[Building Sakai] Sakai scalability monitoring and testing

Mon Mar 9 12:14:48 PDT 2009

On 3/9/2009 11:39 AM, Steven Githens wrote:
> Neat. It's cool to see that you've found a good-enough open source 
> library ( I totally sold out the scene and started using YourKit ).  I 
> know you're not actively adding features, but do you know how hard it 
> would be to start and stop the Jamon at run time? (from a Jamon API 
> perspective). So you could always have it there and occasionally turn it 
> on for just a bit to test something and then toggle it off.  Then it 
> could always be available on your pre-prod machines without always 
> slowing them down.

Super-easy so far as JAMon itself is concerned. For Sakai purposes, I 
guess we'd probably twiddle the JAMon calls via dynamic Sakai 
properties. The current code doesn't bother with that, though.
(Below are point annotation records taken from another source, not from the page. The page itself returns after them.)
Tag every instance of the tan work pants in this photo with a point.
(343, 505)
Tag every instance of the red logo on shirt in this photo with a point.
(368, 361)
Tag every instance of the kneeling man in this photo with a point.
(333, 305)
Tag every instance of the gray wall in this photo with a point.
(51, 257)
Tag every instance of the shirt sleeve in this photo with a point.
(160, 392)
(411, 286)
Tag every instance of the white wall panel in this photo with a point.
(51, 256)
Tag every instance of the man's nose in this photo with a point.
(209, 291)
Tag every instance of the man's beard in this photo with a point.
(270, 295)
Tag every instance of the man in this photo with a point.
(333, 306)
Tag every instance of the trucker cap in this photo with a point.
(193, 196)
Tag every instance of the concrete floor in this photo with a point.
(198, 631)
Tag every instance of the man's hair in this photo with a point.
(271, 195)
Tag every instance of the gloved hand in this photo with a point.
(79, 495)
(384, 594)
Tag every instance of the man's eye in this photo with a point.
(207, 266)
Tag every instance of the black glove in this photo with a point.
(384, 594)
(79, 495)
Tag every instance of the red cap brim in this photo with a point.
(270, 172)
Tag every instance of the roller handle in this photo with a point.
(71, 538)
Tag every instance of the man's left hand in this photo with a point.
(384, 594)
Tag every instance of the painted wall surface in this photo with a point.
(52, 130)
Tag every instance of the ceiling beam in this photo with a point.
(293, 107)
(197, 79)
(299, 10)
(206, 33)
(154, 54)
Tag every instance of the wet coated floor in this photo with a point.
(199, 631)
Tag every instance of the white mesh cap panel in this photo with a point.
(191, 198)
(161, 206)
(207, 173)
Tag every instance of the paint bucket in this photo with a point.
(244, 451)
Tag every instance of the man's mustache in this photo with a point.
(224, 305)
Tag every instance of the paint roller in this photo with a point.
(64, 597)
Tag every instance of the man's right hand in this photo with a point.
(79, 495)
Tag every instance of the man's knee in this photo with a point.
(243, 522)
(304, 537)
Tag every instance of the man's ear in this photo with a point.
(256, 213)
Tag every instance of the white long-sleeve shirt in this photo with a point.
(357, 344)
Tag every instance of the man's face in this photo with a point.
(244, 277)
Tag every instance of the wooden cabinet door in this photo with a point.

> I tried to run the DataLoader.groovy (which looks pretty self contained) 
> in Sash too, but it threw a few errors so I'll have to track that down a 
> bit more later.

One issue might be that it depends on Groovy 1.6 (which just came out).

> How did you determine what your production load should be like?   I've 
> been sort of meditating on this problem ever since I started working on 
> some Grinder tests and read this blog entry** last month, and realized 
> that ever since I've been working on Sakai, none of the load tests I've 
> ever done were really very well described, most likely flawed beyond 
> usefulness and were probably mathematically bankrupt. ( Also realizing 
> at the same time that I had never actually used the tools I learned in 
> all my statistics coursework ).

The initial job was a lot easier for us because we had a specific urgent 
problem to focus on: insane timeouts on our largest gradebooks.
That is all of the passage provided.